More particularly, the complaint alleges that during the fourth quarter of 2007, 12.6% of the Portfolio's value consisted of nonagency mortgage-backed securities, and during each quarter in 2008, the concentration of nonagency mortgage-backed securities exceeded 9%. By contrast, the Citigroup BIG apparently had “no exposure to non-agency mortgage securities.” Id. ¶ 28. Similarly, the Amended Complaint alleges that the Portfolio's overall exposure to mortgage-backed securities (that is, both agency and nonagency mortgage-backed securities) “generally exceeded that of the Citigroup BIG by approximately 10%.” 5Id. ¶ 24. According to the Amended Complaint, these investments were imprudent and exposed the Plan to a disproportionate risk of a decline in the mortgage-backed securities market.

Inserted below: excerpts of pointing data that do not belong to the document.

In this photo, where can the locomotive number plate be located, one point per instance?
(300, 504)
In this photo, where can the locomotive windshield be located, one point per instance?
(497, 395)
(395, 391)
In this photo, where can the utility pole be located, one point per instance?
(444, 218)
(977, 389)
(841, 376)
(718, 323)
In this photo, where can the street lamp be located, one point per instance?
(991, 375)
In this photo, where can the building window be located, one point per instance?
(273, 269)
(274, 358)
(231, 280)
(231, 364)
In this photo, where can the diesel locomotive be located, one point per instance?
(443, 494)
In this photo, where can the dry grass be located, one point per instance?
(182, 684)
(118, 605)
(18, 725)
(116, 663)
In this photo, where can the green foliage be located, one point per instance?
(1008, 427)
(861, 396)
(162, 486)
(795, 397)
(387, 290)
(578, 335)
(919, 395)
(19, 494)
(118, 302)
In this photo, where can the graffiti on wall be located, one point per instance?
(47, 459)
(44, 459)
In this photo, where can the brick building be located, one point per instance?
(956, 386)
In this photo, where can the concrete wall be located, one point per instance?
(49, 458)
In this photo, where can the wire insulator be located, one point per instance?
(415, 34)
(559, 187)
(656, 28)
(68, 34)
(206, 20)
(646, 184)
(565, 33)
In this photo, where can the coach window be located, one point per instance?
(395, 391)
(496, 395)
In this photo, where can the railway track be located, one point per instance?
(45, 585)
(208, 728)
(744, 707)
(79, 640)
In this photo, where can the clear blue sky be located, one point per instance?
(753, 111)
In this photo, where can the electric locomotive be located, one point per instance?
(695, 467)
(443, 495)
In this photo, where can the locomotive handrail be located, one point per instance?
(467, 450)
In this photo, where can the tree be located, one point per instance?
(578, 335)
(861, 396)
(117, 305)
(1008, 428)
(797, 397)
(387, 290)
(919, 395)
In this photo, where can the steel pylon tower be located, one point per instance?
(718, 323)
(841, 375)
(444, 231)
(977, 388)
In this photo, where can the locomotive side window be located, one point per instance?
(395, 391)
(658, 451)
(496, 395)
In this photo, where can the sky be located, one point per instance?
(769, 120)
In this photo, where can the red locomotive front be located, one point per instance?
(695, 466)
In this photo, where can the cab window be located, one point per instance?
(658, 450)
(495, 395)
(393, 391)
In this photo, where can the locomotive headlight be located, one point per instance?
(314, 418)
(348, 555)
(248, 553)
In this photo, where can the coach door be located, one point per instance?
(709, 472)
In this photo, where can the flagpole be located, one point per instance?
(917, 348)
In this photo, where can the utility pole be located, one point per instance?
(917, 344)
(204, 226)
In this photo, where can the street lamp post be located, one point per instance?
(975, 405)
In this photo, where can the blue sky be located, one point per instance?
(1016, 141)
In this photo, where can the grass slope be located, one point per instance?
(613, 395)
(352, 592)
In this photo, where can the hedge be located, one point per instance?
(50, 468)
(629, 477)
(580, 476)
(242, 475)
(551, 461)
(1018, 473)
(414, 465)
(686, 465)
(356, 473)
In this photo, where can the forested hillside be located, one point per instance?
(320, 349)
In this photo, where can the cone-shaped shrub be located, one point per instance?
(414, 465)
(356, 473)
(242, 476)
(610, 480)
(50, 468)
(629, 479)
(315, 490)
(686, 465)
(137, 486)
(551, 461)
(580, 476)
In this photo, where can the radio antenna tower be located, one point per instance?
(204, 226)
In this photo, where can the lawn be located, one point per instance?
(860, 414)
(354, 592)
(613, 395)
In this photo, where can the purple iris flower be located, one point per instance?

Although it does not allege any facts regarding the process by which Morgan Stanley selected these securities, the Amended Complaint states that Morgan Stanley “knew or should have known that this overexposure to high-risk, mortgage securities was imprudent,” id. ¶ 34, because [t]hroughout 2007 and 2008, there were warning signs that these securities were not appropriate for the fixed-income portfolio,” id. ¶ 35. Specifically, the Amended Complaint asserts that Morgan Stanley invested in “subprime mortgage securities issued by IndyMac, Bear Stearns, Washington Mutual and Countrywide, among others,” id. ¶ 36, and that these issuers suffered large, publicly disclosed losses in 2007 and 2008 due to the subprime mortgage crisis. It further alleges that analysts predicted in 2007 that Morgan Stanley's parent company 6 would “write down $6 billion” on the value of “similar securities,” id. ¶ 37, and that [i]n December 2007, Standard & Poor's reduced its ratings on about $7 billion of Alt–A mortgage securities, [which are] loans considered a step above subprime,” id. ¶ 42.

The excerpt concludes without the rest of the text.